The formula for fulfilling all these promises is to maintain the design of the Concorde, but making it more refined. From the start, it will be smaller: 52 metres long (compared to 62 m in the retired aircraft). “There are really three big areas that have changed since the Concorde was designed: aerodynamics, materials and engines,” Boom CEO Blake Scholl told Wired magazine. With computer simulations it is much easier to optimize the design of an airplane than by conducting real tests in a wind tunnel. In addition, the new carbon fibre materials are much lighter and engines with afterburners are no longer needed to reach supersonic speeds.
Will it succeed? On the one hand, Scholl has the support of 5 major airlines, which have already reserved 76 aircraft. On the other hand, the prototype XB-1 to test Boom’s technological improvements has not yet made its test flight, which was initially planned for 2017 and the company has just announced that it will be carried out in 2019.
The rebooting of these supersonic dreams is accompanied by a strong dose of scepticism on the part of some analysts. “Supersonic is not what passengers or airlines want right now,” Strategic Aero consultancy has advised American Free Press, noting that the big demand is for cheaper flights. Independent consultant John Strickland also believes that: “it’s going to be some time before we see whether it can establish a large viable market … in the way that Concorde never managed to do.”
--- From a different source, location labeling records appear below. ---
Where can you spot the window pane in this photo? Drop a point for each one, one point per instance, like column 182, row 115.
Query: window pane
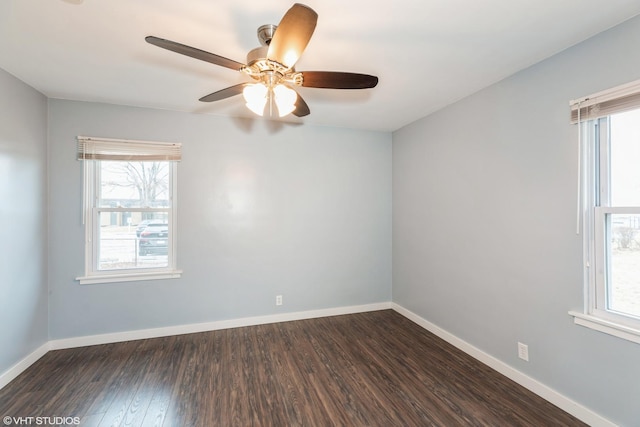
column 127, row 241
column 625, row 159
column 623, row 288
column 134, row 184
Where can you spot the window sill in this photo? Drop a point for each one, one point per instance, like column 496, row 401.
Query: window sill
column 129, row 277
column 606, row 326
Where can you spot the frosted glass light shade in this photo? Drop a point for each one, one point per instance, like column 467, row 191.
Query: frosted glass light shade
column 285, row 99
column 256, row 97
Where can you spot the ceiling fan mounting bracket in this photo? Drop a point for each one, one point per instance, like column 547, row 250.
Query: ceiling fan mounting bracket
column 265, row 33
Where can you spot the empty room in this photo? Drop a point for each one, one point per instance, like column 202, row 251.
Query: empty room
column 240, row 213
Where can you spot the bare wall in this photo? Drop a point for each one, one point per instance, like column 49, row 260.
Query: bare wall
column 23, row 221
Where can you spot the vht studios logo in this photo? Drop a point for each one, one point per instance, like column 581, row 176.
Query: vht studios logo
column 41, row 421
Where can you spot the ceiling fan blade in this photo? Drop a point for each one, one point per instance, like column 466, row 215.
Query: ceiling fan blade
column 302, row 109
column 194, row 53
column 224, row 93
column 338, row 80
column 292, row 35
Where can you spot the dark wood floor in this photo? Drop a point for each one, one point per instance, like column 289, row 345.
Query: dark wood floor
column 369, row 369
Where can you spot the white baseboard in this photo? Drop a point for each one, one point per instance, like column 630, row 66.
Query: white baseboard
column 211, row 326
column 581, row 412
column 18, row 368
column 547, row 393
column 21, row 366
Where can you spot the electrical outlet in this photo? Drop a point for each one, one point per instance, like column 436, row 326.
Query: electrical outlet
column 523, row 351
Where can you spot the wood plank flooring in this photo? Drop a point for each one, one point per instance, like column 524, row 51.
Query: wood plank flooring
column 368, row 369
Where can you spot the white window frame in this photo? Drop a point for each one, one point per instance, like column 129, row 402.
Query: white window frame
column 91, row 217
column 595, row 211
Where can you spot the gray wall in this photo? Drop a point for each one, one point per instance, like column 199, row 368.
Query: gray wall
column 23, row 216
column 264, row 209
column 484, row 240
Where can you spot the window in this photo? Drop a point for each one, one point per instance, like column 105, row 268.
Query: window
column 129, row 209
column 610, row 142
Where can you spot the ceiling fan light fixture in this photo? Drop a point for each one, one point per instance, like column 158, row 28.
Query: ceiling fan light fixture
column 285, row 99
column 255, row 96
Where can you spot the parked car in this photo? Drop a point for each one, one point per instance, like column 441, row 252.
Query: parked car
column 154, row 239
column 142, row 226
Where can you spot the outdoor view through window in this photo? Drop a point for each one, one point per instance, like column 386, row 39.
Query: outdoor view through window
column 623, row 227
column 132, row 215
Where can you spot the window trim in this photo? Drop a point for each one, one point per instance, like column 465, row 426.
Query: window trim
column 596, row 193
column 91, row 211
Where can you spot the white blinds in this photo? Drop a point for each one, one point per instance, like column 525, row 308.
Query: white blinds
column 616, row 100
column 91, row 148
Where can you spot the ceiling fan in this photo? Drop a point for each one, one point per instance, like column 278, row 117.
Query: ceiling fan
column 271, row 66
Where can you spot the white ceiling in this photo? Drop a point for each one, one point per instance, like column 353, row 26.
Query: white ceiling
column 426, row 53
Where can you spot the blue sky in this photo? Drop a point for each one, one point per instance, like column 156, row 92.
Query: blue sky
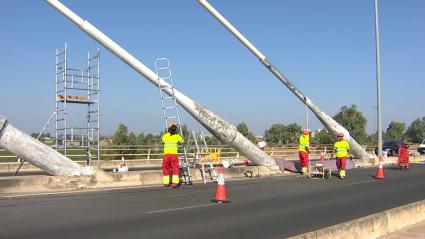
column 327, row 48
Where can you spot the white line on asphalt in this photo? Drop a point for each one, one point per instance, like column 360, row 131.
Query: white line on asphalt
column 181, row 208
column 368, row 181
column 174, row 195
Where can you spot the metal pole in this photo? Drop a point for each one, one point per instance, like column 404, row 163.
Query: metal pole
column 35, row 152
column 326, row 120
column 220, row 128
column 378, row 82
column 38, row 137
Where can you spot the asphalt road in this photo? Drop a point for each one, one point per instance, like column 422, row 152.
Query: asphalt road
column 265, row 207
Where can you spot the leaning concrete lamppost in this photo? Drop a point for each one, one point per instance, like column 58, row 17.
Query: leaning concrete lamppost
column 326, row 120
column 220, row 128
column 37, row 153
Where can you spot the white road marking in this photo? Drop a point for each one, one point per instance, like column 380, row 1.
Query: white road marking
column 181, row 208
column 368, row 181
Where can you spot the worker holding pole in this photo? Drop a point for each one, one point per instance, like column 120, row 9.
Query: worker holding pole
column 342, row 150
column 170, row 160
column 303, row 150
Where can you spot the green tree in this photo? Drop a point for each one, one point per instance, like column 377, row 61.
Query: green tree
column 416, row 131
column 323, row 137
column 151, row 139
column 243, row 129
column 185, row 131
column 395, row 131
column 354, row 121
column 120, row 136
column 275, row 135
column 292, row 133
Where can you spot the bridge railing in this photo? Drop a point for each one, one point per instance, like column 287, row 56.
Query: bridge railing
column 154, row 152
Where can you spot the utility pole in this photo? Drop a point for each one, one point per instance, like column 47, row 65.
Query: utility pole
column 378, row 82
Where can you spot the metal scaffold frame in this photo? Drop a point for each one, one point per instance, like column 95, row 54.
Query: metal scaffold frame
column 79, row 87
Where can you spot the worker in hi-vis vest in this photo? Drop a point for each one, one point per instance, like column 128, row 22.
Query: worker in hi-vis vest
column 303, row 150
column 342, row 150
column 170, row 160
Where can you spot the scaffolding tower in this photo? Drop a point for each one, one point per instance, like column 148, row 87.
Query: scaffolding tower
column 78, row 87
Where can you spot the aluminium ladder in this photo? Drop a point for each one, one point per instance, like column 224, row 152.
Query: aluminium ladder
column 203, row 159
column 171, row 110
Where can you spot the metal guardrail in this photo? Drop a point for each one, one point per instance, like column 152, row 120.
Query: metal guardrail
column 154, row 152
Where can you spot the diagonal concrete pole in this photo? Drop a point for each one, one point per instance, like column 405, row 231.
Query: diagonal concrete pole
column 326, row 120
column 37, row 153
column 220, row 128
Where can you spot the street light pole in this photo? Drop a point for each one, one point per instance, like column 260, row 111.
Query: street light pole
column 378, row 81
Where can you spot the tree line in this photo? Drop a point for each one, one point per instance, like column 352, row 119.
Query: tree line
column 279, row 134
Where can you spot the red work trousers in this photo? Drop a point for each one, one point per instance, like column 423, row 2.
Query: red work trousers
column 170, row 162
column 303, row 159
column 341, row 162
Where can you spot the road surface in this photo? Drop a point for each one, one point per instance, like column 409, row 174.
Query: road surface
column 264, row 207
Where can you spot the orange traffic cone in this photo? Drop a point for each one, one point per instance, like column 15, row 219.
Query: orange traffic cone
column 220, row 195
column 122, row 165
column 380, row 172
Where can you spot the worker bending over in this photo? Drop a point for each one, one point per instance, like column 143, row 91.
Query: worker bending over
column 342, row 150
column 303, row 150
column 170, row 160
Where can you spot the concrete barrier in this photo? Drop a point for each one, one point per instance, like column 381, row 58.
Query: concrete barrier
column 372, row 226
column 102, row 179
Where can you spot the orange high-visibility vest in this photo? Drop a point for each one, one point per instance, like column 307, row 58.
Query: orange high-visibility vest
column 304, row 143
column 171, row 142
column 341, row 148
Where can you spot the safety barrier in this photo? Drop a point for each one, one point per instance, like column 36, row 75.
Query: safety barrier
column 153, row 152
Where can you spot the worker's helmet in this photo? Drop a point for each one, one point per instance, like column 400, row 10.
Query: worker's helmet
column 172, row 125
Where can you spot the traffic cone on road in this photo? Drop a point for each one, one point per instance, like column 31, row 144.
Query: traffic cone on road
column 122, row 161
column 220, row 195
column 380, row 172
column 123, row 166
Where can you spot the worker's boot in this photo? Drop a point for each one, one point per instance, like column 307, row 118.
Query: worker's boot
column 342, row 174
column 176, row 181
column 166, row 180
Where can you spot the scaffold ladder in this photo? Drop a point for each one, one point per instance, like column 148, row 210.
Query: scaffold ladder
column 170, row 109
column 203, row 158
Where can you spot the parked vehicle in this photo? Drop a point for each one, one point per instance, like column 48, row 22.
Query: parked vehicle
column 421, row 148
column 390, row 147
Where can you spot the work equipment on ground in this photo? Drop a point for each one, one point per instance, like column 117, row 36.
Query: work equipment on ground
column 170, row 110
column 403, row 157
column 123, row 166
column 220, row 195
column 202, row 158
column 319, row 170
column 219, row 127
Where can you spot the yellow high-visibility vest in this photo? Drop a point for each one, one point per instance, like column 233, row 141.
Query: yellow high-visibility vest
column 171, row 142
column 341, row 148
column 304, row 143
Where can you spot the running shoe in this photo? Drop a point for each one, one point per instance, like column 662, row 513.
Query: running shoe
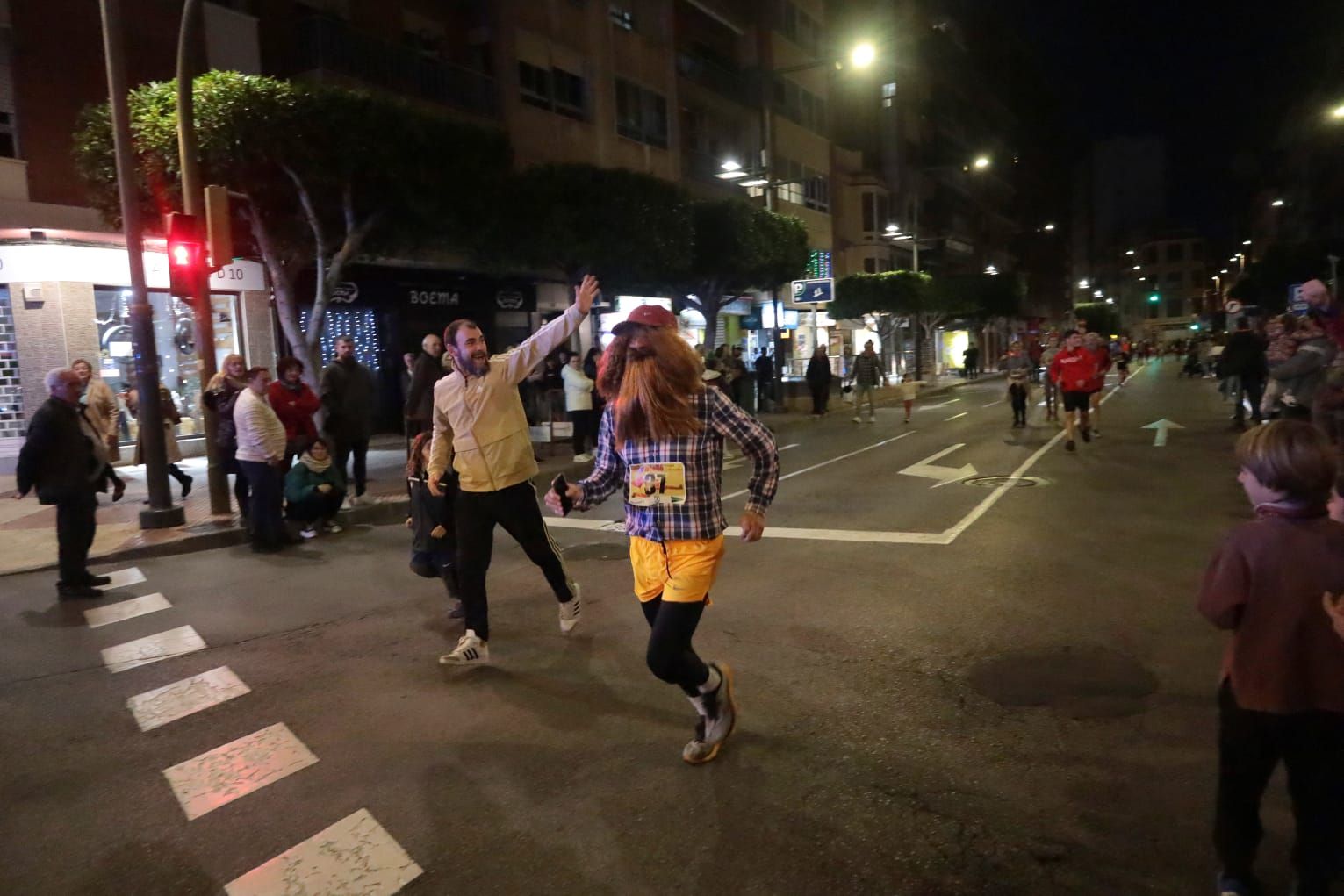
column 570, row 610
column 718, row 719
column 470, row 652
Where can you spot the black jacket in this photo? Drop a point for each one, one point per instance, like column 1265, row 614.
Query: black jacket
column 420, row 397
column 1243, row 356
column 347, row 391
column 429, row 512
column 58, row 458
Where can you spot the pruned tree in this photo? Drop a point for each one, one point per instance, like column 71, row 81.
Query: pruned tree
column 738, row 246
column 324, row 175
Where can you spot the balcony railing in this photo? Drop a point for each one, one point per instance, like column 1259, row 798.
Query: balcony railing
column 328, row 45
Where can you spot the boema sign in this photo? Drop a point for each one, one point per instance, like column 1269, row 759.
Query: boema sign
column 109, row 266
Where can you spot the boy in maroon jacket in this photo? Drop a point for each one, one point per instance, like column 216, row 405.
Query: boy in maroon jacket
column 1281, row 692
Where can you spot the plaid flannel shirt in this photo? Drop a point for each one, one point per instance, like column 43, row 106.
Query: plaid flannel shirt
column 701, row 453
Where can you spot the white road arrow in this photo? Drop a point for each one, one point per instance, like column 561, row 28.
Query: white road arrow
column 944, row 475
column 1161, row 426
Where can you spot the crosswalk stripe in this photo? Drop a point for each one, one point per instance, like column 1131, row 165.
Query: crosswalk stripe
column 124, row 577
column 220, row 775
column 180, row 699
column 123, row 610
column 140, row 652
column 355, row 855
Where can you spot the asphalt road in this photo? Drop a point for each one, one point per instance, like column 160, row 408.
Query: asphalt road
column 945, row 690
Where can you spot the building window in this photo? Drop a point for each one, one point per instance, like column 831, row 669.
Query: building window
column 642, row 114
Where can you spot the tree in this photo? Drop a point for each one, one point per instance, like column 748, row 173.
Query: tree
column 737, row 246
column 324, row 175
column 627, row 227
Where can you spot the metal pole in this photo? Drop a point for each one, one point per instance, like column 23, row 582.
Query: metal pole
column 194, row 203
column 162, row 512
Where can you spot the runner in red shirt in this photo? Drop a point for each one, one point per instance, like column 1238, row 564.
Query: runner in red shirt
column 1101, row 351
column 1073, row 369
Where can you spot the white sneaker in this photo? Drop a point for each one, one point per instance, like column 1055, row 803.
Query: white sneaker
column 570, row 610
column 470, row 652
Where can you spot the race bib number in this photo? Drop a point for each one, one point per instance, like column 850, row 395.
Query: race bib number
column 658, row 484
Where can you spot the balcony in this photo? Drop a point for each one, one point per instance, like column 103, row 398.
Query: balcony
column 328, row 45
column 722, row 80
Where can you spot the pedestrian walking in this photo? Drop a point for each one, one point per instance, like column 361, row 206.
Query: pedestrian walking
column 315, row 491
column 220, row 397
column 430, row 521
column 65, row 458
column 104, row 412
column 819, row 380
column 1281, row 691
column 662, row 445
column 347, row 394
column 579, row 405
column 866, row 377
column 1017, row 366
column 1073, row 371
column 261, row 448
column 420, row 397
column 481, row 429
column 171, row 417
column 295, row 403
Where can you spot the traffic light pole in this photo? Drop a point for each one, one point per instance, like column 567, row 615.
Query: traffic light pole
column 162, row 512
column 194, row 203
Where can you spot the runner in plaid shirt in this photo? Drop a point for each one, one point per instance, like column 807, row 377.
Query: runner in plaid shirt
column 662, row 442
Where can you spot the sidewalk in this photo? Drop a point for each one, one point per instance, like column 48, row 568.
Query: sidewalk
column 28, row 529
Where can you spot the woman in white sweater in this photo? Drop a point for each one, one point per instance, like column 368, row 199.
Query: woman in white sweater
column 579, row 403
column 261, row 448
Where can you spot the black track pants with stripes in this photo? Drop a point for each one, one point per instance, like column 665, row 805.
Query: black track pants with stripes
column 514, row 508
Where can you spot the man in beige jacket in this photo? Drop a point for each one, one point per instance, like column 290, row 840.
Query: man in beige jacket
column 480, row 423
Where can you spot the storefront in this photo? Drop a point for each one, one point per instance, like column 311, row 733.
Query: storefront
column 68, row 298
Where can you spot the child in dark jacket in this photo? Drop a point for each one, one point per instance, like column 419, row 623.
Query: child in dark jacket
column 315, row 489
column 1281, row 693
column 433, row 531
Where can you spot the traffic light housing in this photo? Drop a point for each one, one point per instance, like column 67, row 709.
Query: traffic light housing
column 186, row 254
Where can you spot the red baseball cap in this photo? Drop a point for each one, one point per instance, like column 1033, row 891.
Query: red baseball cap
column 645, row 316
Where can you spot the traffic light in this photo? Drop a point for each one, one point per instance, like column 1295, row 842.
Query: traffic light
column 186, row 254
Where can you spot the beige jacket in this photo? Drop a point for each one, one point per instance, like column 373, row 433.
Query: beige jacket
column 480, row 425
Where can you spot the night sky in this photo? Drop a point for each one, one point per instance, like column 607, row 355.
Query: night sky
column 1217, row 80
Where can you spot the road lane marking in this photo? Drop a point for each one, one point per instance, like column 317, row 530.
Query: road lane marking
column 156, row 708
column 240, row 767
column 140, row 652
column 123, row 610
column 817, row 466
column 355, row 855
column 124, row 577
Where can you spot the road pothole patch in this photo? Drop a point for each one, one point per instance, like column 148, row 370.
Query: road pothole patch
column 1089, row 683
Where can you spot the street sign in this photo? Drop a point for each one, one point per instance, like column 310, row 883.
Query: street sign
column 1296, row 303
column 816, row 291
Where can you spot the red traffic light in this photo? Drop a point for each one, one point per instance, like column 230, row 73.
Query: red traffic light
column 186, row 254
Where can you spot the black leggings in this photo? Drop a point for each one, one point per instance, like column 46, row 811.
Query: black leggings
column 514, row 508
column 670, row 655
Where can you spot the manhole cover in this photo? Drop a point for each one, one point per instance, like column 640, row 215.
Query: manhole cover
column 1015, row 481
column 1086, row 684
column 599, row 551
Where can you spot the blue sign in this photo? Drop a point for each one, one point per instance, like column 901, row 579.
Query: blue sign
column 1296, row 303
column 814, row 291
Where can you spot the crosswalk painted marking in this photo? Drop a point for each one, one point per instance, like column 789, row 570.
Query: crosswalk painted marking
column 124, row 577
column 123, row 610
column 140, row 652
column 352, row 856
column 180, row 699
column 237, row 769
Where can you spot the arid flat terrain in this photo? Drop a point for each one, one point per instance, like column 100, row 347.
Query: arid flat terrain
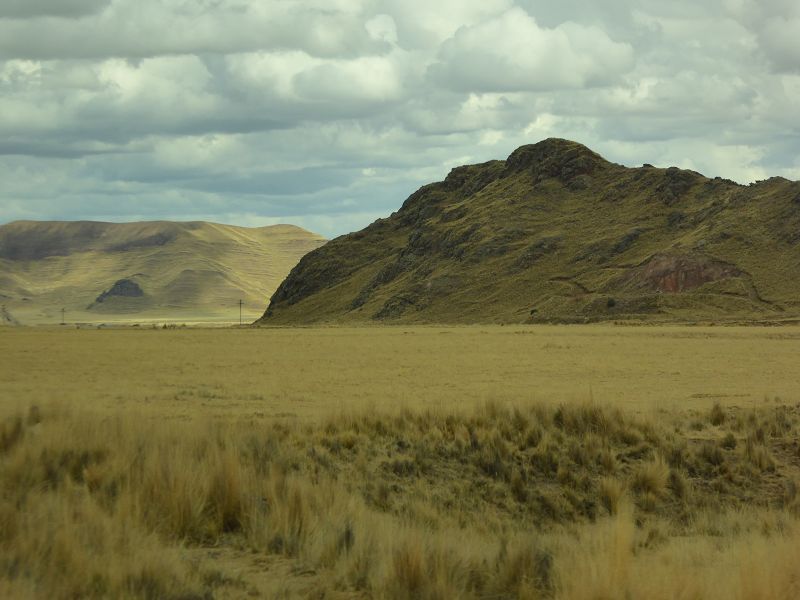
column 400, row 462
column 302, row 371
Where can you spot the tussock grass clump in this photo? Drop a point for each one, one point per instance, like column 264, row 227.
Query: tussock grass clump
column 495, row 502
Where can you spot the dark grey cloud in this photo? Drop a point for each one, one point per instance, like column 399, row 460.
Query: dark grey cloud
column 329, row 113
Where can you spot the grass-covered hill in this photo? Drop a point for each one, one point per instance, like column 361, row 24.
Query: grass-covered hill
column 557, row 233
column 160, row 270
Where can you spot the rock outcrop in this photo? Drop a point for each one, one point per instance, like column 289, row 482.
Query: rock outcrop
column 557, row 233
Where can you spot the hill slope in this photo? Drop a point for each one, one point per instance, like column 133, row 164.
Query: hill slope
column 160, row 270
column 557, row 233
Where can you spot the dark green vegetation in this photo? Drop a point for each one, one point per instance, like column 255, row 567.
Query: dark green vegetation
column 557, row 233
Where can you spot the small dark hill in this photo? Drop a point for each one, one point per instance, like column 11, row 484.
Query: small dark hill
column 557, row 233
column 149, row 270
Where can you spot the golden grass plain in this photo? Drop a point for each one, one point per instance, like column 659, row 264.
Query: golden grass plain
column 400, row 462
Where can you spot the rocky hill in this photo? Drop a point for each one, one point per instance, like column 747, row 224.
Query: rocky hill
column 149, row 270
column 557, row 233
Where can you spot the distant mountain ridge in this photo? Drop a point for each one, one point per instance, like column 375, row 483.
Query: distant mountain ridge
column 557, row 233
column 164, row 269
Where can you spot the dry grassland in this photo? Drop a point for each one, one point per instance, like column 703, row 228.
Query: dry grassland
column 545, row 462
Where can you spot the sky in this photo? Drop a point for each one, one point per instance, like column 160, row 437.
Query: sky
column 329, row 113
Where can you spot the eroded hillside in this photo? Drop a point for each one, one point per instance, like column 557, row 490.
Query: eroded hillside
column 167, row 270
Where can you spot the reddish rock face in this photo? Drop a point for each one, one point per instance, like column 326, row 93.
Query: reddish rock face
column 674, row 274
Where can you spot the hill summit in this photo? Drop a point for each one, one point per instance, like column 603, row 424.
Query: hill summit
column 158, row 270
column 556, row 233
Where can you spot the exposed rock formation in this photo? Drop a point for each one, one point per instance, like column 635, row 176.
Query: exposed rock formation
column 557, row 233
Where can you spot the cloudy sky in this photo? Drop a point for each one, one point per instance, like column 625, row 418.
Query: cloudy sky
column 329, row 113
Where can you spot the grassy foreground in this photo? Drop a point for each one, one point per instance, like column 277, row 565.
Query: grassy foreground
column 530, row 502
column 400, row 463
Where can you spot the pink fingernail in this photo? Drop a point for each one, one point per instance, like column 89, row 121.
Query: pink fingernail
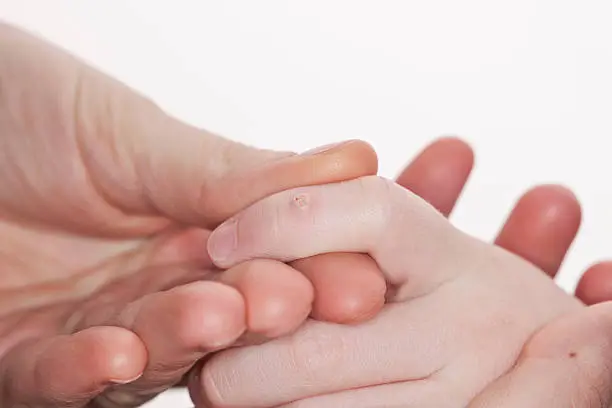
column 223, row 241
column 322, row 149
column 123, row 382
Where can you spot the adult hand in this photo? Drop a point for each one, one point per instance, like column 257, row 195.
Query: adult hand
column 108, row 295
column 540, row 228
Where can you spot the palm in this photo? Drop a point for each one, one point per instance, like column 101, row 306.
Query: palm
column 74, row 281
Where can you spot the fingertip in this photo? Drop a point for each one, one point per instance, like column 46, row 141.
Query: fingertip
column 542, row 226
column 278, row 298
column 349, row 288
column 344, row 161
column 560, row 201
column 121, row 354
column 595, row 286
column 212, row 315
column 439, row 172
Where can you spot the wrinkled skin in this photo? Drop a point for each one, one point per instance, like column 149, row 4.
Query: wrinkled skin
column 108, row 295
column 105, row 210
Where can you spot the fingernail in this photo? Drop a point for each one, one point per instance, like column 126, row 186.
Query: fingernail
column 123, row 382
column 322, row 149
column 223, row 241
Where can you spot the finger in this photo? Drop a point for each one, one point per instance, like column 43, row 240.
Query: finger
column 180, row 326
column 369, row 215
column 542, row 227
column 439, row 173
column 595, row 286
column 566, row 365
column 137, row 158
column 68, row 371
column 278, row 298
column 349, row 288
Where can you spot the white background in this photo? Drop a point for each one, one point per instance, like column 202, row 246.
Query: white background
column 527, row 82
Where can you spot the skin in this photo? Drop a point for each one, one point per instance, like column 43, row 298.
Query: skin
column 123, row 197
column 452, row 335
column 106, row 207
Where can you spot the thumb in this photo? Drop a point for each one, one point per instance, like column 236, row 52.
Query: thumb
column 565, row 365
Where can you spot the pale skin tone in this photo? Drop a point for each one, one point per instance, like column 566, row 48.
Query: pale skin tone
column 108, row 296
column 467, row 323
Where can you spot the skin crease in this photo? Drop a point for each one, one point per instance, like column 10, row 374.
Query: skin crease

To this scepticism is added the criticism of the International Council on Clean Transportation, which after analysing the promises of the supersonic startups has calculated that: “new supersonic aircraft could burn 5 to 7 times more fuel than standard aircraft and exceed CO2 emission limits by 70%.”
The other great barrier to resuscitating supersonic flights is sound pollution. Boom does not provide any solution against sonic explosions, and Aerion promises a technology (patent pending) that manages to avoid them up to speeds of Mach 1.2. Even if they did, however, they would need a change in the regulations to be able to fly more than Mach 1 over land. Meanwhile, NASA is working with Lockheed Martin to test in 2021 prototypes of much quieter supersonic airplanes, whose design would prevent the shock waves from accumulating when breaking the sound barrier, and thus no explosion would be heard.